# Titanium frame failure questions



## jplain (Apr 14, 2006)

I recently purchased a nice used 1992 Merlin road bike and am very happy with it. But I have become slightly paranoid after reading these forums about the potential for cracks/failure in this frame (or titanium frames in general, I also purchased a used 1998 Dean mountain bike last year which I love dearly) based on the seeming preponderance of stories about cracks appearing in the bottom bracket area, dropouts, etc. For background I raced seriously for several years but stopped racing several years ago and weigh around 190lbs, about 25lbs more than my racing weight, and never had a frame fail on me, riding two aluminum frames and then two steel frames.

1. first, is titanium more likely than steel (or other frame materials) to develop cracks (or to be specific earlier titanium tubing)? I understand Merlin provides a lifetime warranty on their frames but I'm not sure if that extends to the second owner, anyone know the answer to that question? For reference the welds on my frame appear clean and well made so I don't anticipate that being a problem.

2. second, I perform all the maintenance of my bike so inspect it fairly frequently. If a crack develops is this something you can "feel" right away or is it usually spotted by visual inspection?

3.third, are cracks typically something that just randomly happen or the result of some stress such as a hard crash?


----------



## Juanmoretime (Nov 24, 2001)

Frame failures occur no matter what. Overall design has more of a bearing on failure verses material. I have a 1997 Litespeed Vortex that was one of the lightest 6.4 titanium versions of the Vortex that Litespeed made, 2.95 lbs for a size 59. This October it will be ten years old and with a few crashes, fortunaltely no frame damage, and tens thousands of miles. It rides like the day I first built it up. Good design will give you great frame life and even a few of those will fail. The most important thing you can do is go with a compant that you know will first stand behind their product and lastly, they will be around tomorrow to support that product. Buy right and get the frame material that your heart desires. 

Careful and frequent inspections should allow you to detect a crack before it gets to the point of being a serious injury causing failure. That's why I frequently clean thoroughly my bikes to inspect the tubes and welds all at the same time. I've never found one.

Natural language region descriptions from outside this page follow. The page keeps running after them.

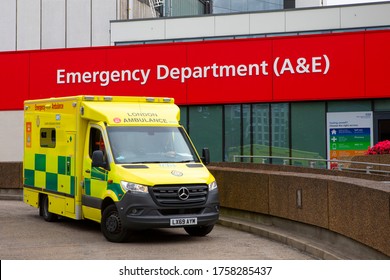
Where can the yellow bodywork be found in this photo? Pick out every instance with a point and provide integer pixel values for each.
(57, 160)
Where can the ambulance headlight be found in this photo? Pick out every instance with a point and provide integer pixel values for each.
(132, 187)
(213, 186)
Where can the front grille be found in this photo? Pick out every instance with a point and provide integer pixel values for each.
(168, 195)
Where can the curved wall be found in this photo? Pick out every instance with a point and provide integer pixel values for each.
(357, 208)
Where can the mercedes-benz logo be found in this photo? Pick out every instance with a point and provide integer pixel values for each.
(183, 193)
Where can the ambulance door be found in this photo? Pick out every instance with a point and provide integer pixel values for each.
(67, 173)
(95, 178)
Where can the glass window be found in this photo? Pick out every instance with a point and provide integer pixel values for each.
(96, 141)
(260, 131)
(308, 132)
(48, 138)
(205, 128)
(184, 116)
(382, 105)
(349, 106)
(232, 132)
(280, 131)
(247, 130)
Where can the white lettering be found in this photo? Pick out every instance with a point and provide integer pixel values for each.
(165, 70)
(60, 76)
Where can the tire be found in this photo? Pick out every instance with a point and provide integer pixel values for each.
(112, 226)
(46, 214)
(199, 230)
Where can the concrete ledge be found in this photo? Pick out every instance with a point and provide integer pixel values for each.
(356, 208)
(317, 242)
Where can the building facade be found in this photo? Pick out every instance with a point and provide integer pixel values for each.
(277, 80)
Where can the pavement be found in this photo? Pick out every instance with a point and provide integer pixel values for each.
(317, 242)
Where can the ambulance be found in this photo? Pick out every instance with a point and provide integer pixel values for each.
(124, 162)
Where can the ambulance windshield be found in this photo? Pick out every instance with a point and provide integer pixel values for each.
(150, 145)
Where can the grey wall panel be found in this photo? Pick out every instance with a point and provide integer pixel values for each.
(190, 28)
(300, 20)
(53, 24)
(137, 30)
(267, 23)
(7, 25)
(232, 24)
(370, 15)
(102, 12)
(29, 24)
(316, 19)
(78, 23)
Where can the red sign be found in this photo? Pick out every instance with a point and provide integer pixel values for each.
(275, 69)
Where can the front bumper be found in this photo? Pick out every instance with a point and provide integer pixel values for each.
(139, 211)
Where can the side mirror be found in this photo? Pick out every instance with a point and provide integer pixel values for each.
(98, 159)
(206, 156)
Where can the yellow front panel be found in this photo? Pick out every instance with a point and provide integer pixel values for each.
(57, 205)
(52, 162)
(31, 197)
(92, 213)
(69, 205)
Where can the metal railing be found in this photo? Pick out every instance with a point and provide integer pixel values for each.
(333, 164)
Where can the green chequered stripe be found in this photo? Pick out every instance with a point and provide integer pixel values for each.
(53, 173)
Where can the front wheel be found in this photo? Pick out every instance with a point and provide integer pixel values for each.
(111, 225)
(199, 230)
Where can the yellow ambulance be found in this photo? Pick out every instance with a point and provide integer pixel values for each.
(124, 162)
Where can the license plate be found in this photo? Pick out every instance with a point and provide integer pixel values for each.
(184, 222)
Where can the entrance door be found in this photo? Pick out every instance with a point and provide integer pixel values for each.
(381, 126)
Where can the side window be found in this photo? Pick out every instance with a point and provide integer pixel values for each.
(96, 141)
(48, 138)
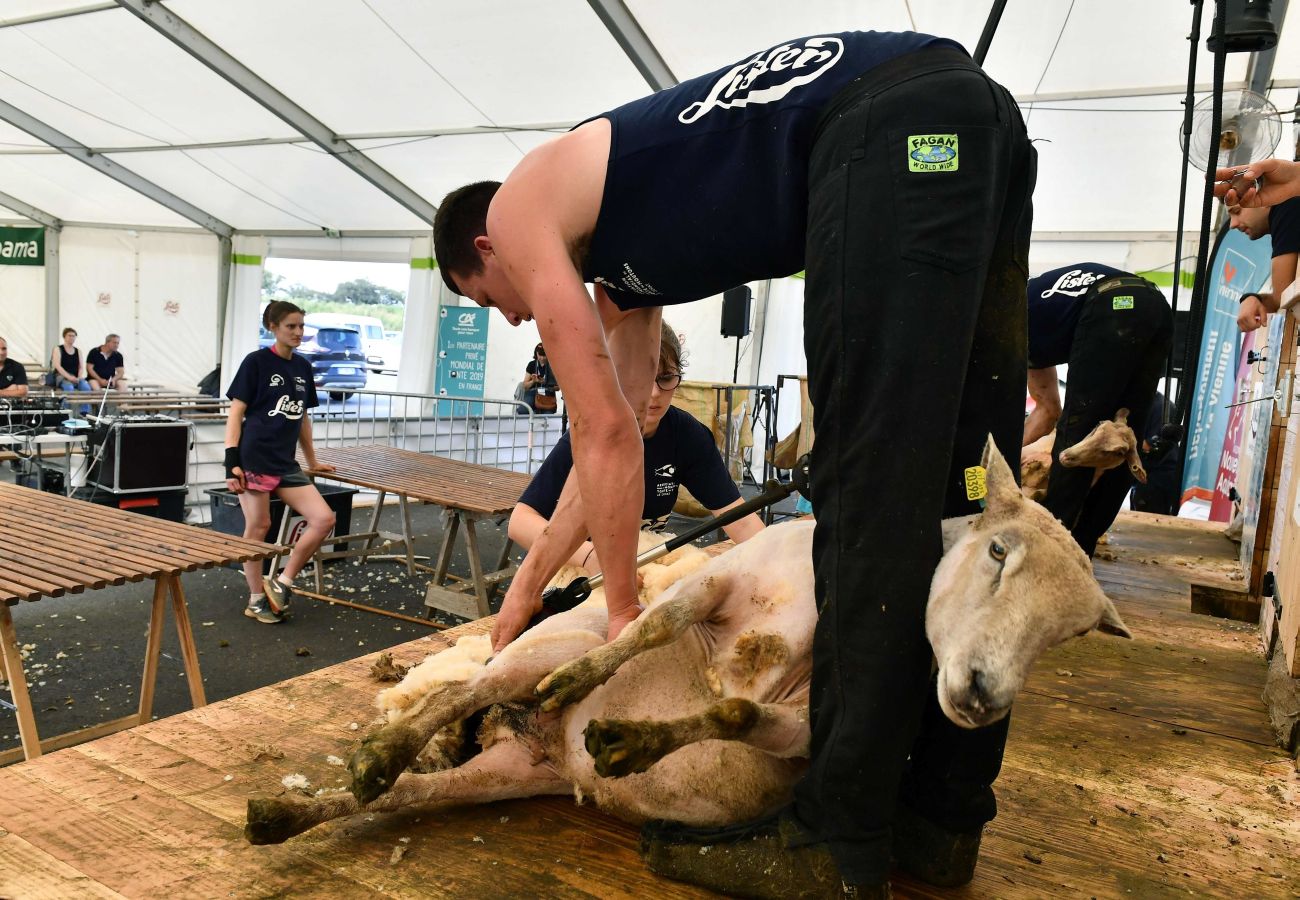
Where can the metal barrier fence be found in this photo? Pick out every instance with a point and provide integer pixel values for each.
(492, 432)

No company will extend the warranty to the second owner but may extend a goodwill repair at a more favorable cost to you.


----------



## jplain (Apr 14, 2006)

Thanks for the informative reply, that pretty much answers my questions. I suppose it makes sense if the frame is set up in the jig and welded very well under ideal conditions then it would minimize the stresses on the tubes and joints and minimize the chance of failure.


----------